Jobs. This single word, peppered throughout the speech of GOP candidates like “fancy spice” in grandma’s macaroni salad, has become the buzzword every American likes to hear, and every politician revels in saying. Just whisper, “jobs,” softly into the keyhole, and it becomes the magical password that opens wide the gates to the White House. Alright, GOP candidates, who can come up with the most job plans? You have 60 seconds, and your time starts now. Go!
Newt Gingrich, GOP candidate and infamous lady killer — lady killer might be a stretch, but geometry teachers seem to like him — recently proposed a plan to create jobs. It’s a pretty fool-proof plan — thousands of unemployed citizens across the country would have opportunities for employment. Party on, right? But, here’s the catch — the jobs wouldn’t be for you, me or even your step-uncle. Your little brother, you know the one that’s 12 years old and still sleeps with a night-light? Tell him to send in his resume, because Mr. Gingrich is hiring.
Gingrich proposed during a recent speech given at Harvard that instead of letting our children from poor neighborhoods wallow in the poor education they’re receiving at their at-risk schools, we should put those little suckers to work performing janitorial services for the very schools that are failing them.
“It is tragic what we do in the poorest neighborhoods, entrapping children in child labor laws which are truly stupid,” Gingrich said.
Old Newt wants to lower the legal age and allow children as young as nine to work, as well as do away with previous caps on the number of hours children are able to work each week.
Yes, there it is — Gingrich wants to create jobs. For our children.
Child labor is so 100 years ago, but Gingrich wants to bring it back, much like stirrup pants. Those are still a thing, right?
OK, good work, Newt — you’re creating jobs. But, unfortunately, they would be going to the wrong people. Opening up the workforce to children would actually diminish the amount of employment opportunities in this country. Where would the now unemployed janitors go after being replaced by sixth graders? Job markets are tough enough as it is, but imagine now having to compete against an 11-year-old for that secretary position at Brown and Crouppen Law firm.
“I’m talking about working 20 hours a week and being empowered to succeed,” Newt said in a statement to, “clarify,” the bold propositions he made at Harvard. So, you think you’re doing these kids a favor by cutting short their childhoods and ushering them into the workforce years before such a painful transition is necessary? They have the rest of their lives to punch the clock — why not let a 14-year-old be, I don’t know, a kid?
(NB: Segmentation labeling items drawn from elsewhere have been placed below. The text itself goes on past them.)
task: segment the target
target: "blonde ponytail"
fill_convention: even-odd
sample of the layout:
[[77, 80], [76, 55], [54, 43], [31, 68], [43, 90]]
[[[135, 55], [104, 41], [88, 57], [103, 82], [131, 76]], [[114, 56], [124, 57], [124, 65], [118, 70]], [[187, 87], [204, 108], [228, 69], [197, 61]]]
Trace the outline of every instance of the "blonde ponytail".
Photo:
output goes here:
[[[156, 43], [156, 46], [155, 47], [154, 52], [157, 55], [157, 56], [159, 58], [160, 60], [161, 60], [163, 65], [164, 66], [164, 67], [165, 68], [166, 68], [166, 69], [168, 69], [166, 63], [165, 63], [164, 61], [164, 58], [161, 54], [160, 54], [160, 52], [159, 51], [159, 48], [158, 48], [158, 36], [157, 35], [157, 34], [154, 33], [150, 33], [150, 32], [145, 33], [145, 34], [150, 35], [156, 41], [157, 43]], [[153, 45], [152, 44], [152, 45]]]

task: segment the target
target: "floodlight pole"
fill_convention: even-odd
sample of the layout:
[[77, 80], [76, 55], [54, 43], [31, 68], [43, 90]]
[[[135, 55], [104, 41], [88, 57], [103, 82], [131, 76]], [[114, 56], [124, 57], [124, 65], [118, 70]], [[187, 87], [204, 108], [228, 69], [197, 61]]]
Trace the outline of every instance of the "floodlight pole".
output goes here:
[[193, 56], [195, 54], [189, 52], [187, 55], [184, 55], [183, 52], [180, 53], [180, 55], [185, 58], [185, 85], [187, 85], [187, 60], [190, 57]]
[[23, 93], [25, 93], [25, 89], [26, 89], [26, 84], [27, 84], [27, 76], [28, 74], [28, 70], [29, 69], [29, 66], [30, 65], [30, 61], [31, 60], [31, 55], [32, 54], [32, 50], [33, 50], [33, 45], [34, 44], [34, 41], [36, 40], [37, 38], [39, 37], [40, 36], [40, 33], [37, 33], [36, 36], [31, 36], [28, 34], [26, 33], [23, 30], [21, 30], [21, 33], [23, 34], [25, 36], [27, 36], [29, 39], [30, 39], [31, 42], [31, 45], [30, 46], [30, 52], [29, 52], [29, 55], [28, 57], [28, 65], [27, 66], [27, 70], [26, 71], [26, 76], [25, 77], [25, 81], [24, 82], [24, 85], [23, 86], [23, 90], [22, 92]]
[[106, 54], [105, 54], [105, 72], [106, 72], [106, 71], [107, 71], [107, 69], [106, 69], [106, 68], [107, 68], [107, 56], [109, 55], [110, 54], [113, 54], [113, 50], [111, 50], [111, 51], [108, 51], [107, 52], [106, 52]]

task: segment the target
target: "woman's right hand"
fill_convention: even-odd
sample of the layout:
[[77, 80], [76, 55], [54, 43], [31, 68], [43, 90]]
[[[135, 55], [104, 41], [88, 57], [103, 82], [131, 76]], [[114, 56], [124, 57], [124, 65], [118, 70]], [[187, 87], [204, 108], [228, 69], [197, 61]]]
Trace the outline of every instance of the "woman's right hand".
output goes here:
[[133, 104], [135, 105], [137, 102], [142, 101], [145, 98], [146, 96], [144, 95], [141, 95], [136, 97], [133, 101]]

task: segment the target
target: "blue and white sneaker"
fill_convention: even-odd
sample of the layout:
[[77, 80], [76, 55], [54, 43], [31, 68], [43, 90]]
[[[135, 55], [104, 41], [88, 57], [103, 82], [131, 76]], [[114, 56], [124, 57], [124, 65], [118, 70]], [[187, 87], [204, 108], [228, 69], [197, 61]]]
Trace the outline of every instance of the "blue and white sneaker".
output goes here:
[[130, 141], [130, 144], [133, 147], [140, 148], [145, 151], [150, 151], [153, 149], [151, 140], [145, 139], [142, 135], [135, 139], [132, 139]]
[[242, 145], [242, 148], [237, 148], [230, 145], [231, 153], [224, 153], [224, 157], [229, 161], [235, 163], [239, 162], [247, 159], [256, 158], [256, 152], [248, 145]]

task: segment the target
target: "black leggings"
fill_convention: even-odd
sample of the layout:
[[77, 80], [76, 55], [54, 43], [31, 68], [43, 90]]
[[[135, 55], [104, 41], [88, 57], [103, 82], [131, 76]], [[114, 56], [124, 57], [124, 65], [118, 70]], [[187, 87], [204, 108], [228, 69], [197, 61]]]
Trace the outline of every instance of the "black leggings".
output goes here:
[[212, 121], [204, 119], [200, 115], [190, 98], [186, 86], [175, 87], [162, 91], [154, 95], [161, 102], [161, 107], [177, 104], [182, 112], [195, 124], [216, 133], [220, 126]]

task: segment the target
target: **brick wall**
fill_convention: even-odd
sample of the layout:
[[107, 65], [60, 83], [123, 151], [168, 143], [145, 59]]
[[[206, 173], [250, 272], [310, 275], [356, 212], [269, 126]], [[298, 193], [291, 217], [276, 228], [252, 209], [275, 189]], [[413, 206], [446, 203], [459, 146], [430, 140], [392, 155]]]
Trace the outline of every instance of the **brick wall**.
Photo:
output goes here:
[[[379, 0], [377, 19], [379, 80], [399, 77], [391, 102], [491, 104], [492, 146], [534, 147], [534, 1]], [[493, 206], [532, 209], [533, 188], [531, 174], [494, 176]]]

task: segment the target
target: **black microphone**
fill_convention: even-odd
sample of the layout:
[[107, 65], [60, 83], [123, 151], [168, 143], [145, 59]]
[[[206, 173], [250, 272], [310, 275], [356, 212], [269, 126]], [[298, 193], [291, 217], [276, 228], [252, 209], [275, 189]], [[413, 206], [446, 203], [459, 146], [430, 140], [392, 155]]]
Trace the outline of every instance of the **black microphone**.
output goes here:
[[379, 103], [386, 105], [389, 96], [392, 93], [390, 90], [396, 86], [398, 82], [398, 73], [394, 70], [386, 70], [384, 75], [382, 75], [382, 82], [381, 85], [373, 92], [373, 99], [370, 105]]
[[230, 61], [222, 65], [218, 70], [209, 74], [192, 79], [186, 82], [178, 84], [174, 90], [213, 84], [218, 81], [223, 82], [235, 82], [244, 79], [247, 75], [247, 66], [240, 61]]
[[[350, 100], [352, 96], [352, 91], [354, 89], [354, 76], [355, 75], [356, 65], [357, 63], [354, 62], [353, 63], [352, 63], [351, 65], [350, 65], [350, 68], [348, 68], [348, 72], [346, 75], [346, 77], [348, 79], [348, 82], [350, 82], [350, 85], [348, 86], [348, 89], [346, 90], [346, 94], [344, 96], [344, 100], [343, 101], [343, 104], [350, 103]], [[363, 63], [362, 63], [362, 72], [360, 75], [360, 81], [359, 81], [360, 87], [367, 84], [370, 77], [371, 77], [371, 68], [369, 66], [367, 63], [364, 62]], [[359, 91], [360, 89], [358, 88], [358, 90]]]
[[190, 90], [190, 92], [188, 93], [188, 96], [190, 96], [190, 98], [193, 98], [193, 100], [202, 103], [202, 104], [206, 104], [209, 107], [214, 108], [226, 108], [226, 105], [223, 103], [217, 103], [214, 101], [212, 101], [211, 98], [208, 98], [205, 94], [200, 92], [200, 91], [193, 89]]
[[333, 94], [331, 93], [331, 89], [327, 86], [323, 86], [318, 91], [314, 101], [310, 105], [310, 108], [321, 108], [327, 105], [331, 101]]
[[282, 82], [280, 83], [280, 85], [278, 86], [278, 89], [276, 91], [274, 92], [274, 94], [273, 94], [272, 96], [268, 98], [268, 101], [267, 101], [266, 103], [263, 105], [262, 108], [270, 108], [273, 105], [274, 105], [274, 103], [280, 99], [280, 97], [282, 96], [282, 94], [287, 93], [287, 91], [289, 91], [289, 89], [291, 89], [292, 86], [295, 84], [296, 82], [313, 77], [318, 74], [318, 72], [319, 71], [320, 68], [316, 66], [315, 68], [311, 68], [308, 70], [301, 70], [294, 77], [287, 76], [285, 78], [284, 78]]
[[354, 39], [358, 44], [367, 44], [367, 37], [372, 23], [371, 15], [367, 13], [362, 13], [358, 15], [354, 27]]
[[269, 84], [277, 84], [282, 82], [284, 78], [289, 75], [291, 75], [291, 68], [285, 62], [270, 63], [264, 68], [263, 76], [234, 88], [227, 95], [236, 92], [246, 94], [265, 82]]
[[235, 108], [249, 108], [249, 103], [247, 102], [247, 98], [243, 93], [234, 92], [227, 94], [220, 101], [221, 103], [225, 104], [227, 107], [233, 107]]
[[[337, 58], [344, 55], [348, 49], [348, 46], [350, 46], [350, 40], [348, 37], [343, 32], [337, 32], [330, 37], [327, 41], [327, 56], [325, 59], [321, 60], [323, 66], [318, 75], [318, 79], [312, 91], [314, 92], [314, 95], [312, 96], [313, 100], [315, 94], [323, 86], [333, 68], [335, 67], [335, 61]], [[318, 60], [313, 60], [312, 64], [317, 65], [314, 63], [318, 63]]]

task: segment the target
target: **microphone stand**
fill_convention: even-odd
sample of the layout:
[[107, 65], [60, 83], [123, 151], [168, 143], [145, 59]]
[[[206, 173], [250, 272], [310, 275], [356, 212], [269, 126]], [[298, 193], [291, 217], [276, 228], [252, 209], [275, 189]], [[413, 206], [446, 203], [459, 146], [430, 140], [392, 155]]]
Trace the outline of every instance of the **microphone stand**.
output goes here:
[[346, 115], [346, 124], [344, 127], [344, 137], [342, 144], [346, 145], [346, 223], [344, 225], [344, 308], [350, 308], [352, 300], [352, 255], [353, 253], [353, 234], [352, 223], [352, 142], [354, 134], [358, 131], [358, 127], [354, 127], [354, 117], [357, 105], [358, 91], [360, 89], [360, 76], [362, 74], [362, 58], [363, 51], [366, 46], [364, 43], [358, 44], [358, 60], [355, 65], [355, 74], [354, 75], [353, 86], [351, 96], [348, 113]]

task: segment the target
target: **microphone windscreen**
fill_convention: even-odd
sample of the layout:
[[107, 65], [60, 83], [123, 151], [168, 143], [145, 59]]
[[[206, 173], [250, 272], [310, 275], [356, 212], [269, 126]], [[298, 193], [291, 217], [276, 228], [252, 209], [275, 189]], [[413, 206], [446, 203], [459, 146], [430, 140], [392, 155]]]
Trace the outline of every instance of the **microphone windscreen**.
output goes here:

But it’s only through the power of good, hard work that Newt thinks our nation’s poor children can begin, “the process of rising.”
I’m not sure how much social rising a kid can accomplish after performing janitorial services throughout his school years. He or she will learn job skills, yeah, but what else are janitorial skills applicable to but more janitorial work? This would pretty much guarantee that children from low-income households would have a long and prosperous future of cleaning bathrooms. I can’t think of anything else that would further the increasing class gap in the U.S. Just put the poor kids to work cleaning up after the kids whose parents were rich enough to place them in a private school.
I’m not sure how familiar Mr. Gingrich is with janitorial work, but when I think of cleaning with harsh chemicals all day and moving heavy machinery, the words, “child friendly,” don’t exactly pop into mind.
Here’s a radical idea: how about instead of trying to fix the children attending these failing schools, we fix the schools?
What if I send a formal request/job application to Newt?  My apartment is a wreck and my laundry needs to be done. Hey, Mr. Gingrich, is it cool if I just hire your grandchildren? They’ll be learning important job skills — cleaning out a dirty refrigerator and getting the smell of vodka out of a carpet — applicable to making a luxurious living as any profession they choose, so long as it’s a maid.
But a little birdie told me told me there’s no way in hell that’s going to happen, before it shit on my desk and flew off. It’s a shame I have no Gingrich children to clean it up for me.